55 lines (31 loc) · 4.14 KB

Background

To understand why webroute was developed, we should first look at the issues or drawbacks with the current approaches.

const app = new FrameworkApp();

app.use((req, res, next) => {
  req.doSomething();
  next();
});

app.get("/posts/:id", (req, res) => res.send("..."));

This example is what you might see in a typical JS web framework. While familiar, and simple to write, it has several problems. We've largely become numb to these problems, but that doesn't mean they stop being problems.

Note

The point of this section is not to disparage the existing tools.

Bespoke Request/Response

Each framework tends to create it's own Request and Response abstraction. When middleware or other tooling builds on this basis, it immediately becomes coupled to the given framework. Consquently, the reach of it's utility is diminished, and the next framework requires a reimplementation.

For end developers creating backend applications, this additionally means they must learn the ins, outs and various edge cases or idiosyncracies for this particular implementation. This adds mental overhead and often results in unexpected issues. For example, express will error if you res.send after middleware has already sent the headers, which is not remotely obvious.

This leads us to the second issue.

Visibility and Comprehensibility

Using approaches like the above, where middleware is defined somewhere and handlers somewhere else, makes it difficult to answer the question: "what code is actually executed during this request?".

These approaches use the framework, and more specifically it's router, as the source of truth for orchestration. But when our API recieves a request it has a single endpoint, a single destination.
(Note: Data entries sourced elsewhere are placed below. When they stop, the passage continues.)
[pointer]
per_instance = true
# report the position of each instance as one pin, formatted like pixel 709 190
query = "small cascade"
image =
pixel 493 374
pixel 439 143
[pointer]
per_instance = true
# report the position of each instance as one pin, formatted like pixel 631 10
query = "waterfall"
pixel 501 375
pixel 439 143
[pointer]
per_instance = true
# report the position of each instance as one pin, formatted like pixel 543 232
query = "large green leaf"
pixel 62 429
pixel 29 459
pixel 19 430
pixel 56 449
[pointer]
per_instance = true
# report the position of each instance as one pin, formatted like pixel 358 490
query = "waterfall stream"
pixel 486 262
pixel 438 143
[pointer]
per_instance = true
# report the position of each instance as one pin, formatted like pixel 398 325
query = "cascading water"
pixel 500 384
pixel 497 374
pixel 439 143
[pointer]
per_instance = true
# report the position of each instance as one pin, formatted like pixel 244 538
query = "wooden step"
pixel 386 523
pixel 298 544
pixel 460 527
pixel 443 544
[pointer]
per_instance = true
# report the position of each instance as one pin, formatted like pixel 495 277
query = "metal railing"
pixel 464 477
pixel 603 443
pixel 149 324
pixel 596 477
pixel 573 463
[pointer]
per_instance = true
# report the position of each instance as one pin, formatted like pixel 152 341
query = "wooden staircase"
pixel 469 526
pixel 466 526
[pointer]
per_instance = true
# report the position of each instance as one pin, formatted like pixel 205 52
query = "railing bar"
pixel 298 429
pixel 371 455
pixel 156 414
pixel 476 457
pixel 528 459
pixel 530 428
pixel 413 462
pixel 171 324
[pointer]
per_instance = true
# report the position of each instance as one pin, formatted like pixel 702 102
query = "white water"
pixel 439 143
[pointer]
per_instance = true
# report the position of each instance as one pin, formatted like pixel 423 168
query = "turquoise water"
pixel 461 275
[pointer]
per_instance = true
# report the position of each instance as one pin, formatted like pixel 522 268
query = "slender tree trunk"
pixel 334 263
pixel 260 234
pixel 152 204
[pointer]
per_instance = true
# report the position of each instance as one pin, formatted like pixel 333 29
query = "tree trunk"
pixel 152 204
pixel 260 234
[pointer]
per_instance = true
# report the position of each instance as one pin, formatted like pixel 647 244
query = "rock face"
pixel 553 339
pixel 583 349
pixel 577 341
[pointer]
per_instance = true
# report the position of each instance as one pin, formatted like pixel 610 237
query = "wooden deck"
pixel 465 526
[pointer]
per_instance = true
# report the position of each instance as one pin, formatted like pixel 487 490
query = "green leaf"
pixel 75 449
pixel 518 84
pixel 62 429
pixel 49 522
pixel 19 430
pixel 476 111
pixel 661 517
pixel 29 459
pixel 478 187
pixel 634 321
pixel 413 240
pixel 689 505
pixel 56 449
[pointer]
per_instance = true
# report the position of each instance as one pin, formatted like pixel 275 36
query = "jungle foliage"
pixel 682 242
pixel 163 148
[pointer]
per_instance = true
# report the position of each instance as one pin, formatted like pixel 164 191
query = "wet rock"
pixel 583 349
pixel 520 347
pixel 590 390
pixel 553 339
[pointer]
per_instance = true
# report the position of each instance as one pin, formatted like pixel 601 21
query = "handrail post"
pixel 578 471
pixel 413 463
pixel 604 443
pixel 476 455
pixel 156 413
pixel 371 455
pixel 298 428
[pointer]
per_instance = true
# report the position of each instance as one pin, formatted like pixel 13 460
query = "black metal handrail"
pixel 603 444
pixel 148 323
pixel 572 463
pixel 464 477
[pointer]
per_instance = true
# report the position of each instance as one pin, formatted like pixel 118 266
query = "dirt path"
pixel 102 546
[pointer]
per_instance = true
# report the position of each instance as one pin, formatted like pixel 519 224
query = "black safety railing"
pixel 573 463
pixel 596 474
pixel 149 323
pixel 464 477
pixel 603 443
Following this logic instead, our route handlers should really be the "true" basis or source of truth for what happens. Additionally, by deferring execution to a router, instead of just using the programming language itself to run the code, the ability for us (and our compiler) to associate related code is greatly diminished, making e.g. type-safety impossible.

Responsibility

In typical web frameworks, middleware are granted the ability to imperatively orchestrate the app. Given middleware is often non-owned code (third party), this further obscures what's going on under the hood. In actuality, middleware operates in such a way that this affordance is often not worth it.

Instead, webroute inverts the responsibility for orchestration. Middleware is only responsible for doing work, and returns values that indicate a suggestion for what should happen next. Instead of next(), middleware can return data, a Response or a response handler, to indicate whether it has computed some data or state, wants to terminate the request early, or do some post-processing on the outgoing Response.

Mutability

Web frameworks frequently employ mutability as the central mechanism for communication and effecting change. Once again, this makes it more difficult to determine what is happening, or to create robust systems.
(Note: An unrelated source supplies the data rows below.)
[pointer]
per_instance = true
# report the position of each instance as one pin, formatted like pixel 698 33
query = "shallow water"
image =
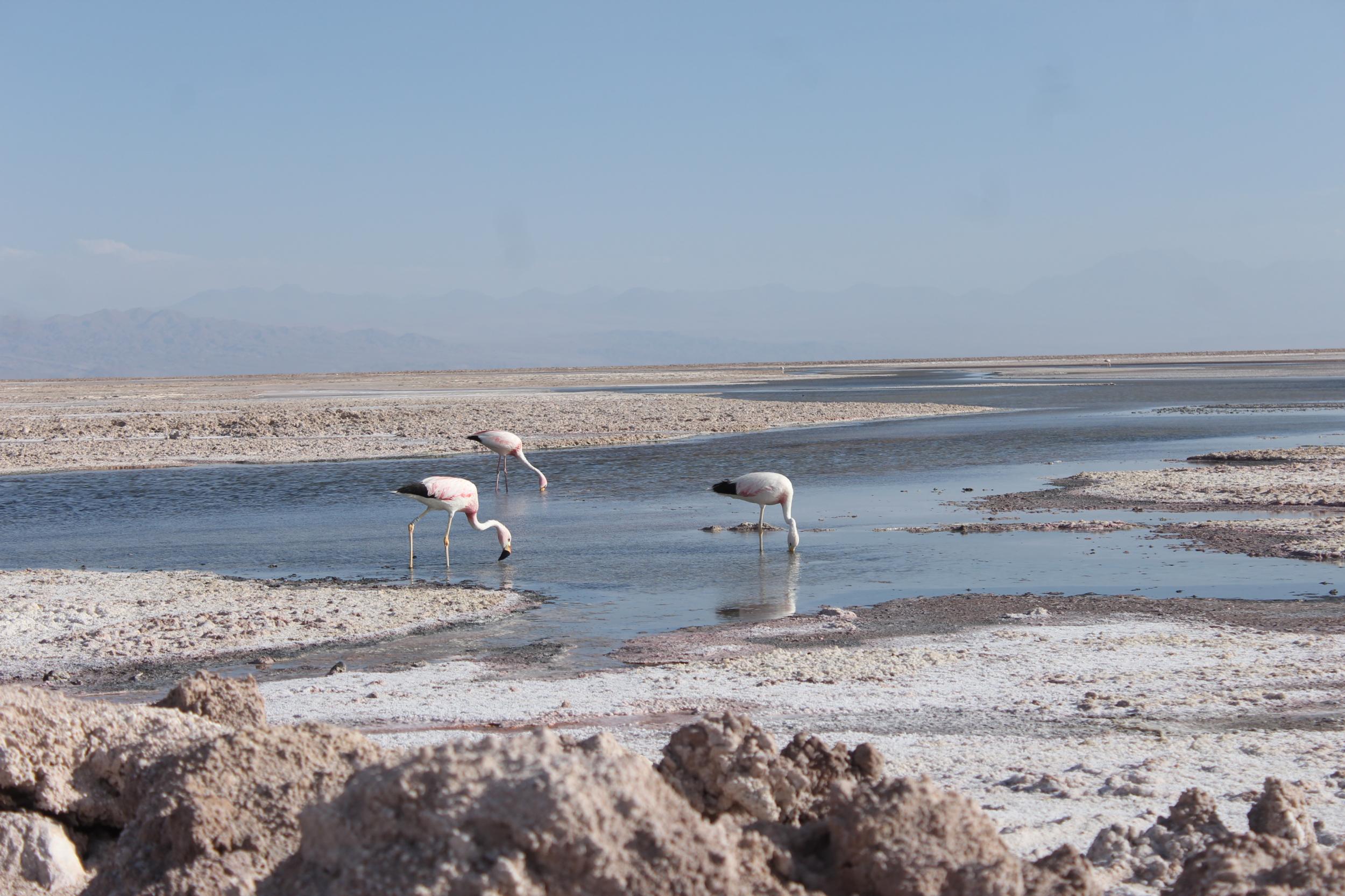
pixel 617 541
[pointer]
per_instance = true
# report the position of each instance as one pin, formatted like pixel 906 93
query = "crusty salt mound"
pixel 534 814
pixel 229 701
pixel 840 828
pixel 730 766
pixel 167 802
pixel 1156 855
pixel 908 837
pixel 1282 812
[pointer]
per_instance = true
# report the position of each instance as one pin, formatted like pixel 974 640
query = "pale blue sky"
pixel 148 151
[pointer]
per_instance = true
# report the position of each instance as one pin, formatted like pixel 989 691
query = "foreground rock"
pixel 170 802
pixel 993 528
pixel 1313 538
pixel 37 856
pixel 167 801
pixel 1304 478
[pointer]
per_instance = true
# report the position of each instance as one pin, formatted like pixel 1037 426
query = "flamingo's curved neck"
pixel 478 525
pixel 525 462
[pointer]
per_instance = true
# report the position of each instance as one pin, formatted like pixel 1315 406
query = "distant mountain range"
pixel 1144 302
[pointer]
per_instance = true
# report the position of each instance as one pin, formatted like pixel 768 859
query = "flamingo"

Instead, webroute prefers a kind of "functional pipeline" approach, where data flows through various functions which can offer to update that data. It is loosely immutable, meaning it's not truly immutable, but leans into immutability as the primary mechanism, over mutating data.
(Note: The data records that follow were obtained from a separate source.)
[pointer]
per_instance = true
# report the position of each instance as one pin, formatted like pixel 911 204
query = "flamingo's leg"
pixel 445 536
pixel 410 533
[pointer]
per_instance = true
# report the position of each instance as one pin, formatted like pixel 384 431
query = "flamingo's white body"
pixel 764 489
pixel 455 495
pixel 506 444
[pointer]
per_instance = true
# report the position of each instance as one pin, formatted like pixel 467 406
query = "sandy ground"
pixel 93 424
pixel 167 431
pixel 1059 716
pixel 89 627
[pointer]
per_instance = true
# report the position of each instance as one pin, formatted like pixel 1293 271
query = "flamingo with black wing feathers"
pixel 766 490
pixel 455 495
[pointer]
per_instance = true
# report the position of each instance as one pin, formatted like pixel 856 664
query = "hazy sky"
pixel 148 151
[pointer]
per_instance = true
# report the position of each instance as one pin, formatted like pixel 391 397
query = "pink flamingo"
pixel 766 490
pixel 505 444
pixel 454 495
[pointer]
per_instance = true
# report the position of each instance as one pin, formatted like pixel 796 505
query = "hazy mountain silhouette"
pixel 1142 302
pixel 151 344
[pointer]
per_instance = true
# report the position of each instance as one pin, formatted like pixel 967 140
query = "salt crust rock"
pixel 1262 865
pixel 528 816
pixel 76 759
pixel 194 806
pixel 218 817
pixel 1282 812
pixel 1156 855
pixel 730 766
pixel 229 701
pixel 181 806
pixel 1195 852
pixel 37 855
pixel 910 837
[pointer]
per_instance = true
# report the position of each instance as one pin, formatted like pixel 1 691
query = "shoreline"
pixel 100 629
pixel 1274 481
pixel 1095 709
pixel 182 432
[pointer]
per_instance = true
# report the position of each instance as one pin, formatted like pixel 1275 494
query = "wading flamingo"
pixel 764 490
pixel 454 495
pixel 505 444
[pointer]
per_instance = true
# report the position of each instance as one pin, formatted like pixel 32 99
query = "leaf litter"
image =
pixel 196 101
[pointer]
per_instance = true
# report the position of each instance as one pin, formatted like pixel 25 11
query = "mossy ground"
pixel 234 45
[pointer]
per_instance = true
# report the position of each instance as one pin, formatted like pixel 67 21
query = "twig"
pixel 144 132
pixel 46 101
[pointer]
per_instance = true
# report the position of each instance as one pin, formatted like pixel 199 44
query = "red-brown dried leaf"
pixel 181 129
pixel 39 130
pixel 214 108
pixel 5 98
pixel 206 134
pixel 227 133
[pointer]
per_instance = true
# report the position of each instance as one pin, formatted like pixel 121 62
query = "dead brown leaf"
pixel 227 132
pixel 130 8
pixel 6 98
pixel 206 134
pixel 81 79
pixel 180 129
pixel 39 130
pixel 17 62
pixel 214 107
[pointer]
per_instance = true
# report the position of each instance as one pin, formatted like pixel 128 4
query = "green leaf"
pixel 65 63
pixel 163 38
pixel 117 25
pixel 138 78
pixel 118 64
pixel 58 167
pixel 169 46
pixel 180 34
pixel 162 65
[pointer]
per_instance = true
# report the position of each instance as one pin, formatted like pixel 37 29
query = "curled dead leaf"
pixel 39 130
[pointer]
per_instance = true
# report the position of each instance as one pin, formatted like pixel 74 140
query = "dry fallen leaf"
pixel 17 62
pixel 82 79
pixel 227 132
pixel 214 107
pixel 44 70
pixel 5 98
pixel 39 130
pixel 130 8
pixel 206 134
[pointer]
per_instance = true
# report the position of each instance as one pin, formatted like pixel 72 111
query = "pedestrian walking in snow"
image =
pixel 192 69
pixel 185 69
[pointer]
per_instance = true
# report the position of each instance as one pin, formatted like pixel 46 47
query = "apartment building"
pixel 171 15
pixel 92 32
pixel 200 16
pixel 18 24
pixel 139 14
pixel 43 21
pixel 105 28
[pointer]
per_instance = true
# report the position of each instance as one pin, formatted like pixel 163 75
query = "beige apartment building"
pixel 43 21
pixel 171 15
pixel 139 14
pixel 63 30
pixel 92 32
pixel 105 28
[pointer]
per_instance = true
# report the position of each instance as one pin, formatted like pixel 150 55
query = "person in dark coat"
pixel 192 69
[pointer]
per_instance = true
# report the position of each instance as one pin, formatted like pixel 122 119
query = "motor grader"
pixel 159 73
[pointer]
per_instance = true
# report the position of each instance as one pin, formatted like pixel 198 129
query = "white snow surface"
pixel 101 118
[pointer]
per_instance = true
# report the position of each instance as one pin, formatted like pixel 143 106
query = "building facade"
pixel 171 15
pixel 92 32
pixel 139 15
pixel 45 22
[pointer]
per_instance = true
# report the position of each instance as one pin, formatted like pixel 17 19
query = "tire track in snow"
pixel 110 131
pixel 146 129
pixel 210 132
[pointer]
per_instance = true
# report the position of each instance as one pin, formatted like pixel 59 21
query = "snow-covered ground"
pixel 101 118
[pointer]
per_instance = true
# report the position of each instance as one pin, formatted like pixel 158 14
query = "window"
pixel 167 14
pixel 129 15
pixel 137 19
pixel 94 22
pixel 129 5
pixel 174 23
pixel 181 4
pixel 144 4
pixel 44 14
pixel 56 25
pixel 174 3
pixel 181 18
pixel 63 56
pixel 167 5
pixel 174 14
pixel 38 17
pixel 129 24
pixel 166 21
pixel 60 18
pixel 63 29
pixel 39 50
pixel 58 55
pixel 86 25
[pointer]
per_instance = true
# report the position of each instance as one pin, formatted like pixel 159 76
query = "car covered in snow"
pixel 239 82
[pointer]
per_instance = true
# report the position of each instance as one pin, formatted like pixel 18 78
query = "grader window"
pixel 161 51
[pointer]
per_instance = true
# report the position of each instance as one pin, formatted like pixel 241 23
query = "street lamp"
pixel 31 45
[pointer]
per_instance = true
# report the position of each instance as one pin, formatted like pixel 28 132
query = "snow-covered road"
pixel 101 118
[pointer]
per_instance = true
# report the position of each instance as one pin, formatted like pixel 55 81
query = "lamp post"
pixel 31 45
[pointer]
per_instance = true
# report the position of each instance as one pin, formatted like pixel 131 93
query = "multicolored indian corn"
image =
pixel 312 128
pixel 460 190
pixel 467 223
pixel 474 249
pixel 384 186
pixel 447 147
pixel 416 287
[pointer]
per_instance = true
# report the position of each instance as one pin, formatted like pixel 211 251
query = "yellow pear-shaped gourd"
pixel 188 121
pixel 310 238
Every piece of functionality, thus becomes a producer, instead of a mutator. The end user can then decide what to do with the "produce", if anything. Consequently, our system becomes much more observable and trivially customiseable.

No Web Standards

Aside from the bespokeness of the Request and Response objects, described above, most frameworks additionally suffer from not leaning into standards. Web standards are a relatively new and evolving standard which provide an opportunity for more standardised tooling too, if we choose to sieze it.


All of these improvements over the traditional approaches enable much more observable and reliable backends. Perhaps even more importantly, any code we (or others) write has a much longer lifetime since it is decoupled from any framework, and built on web-standards.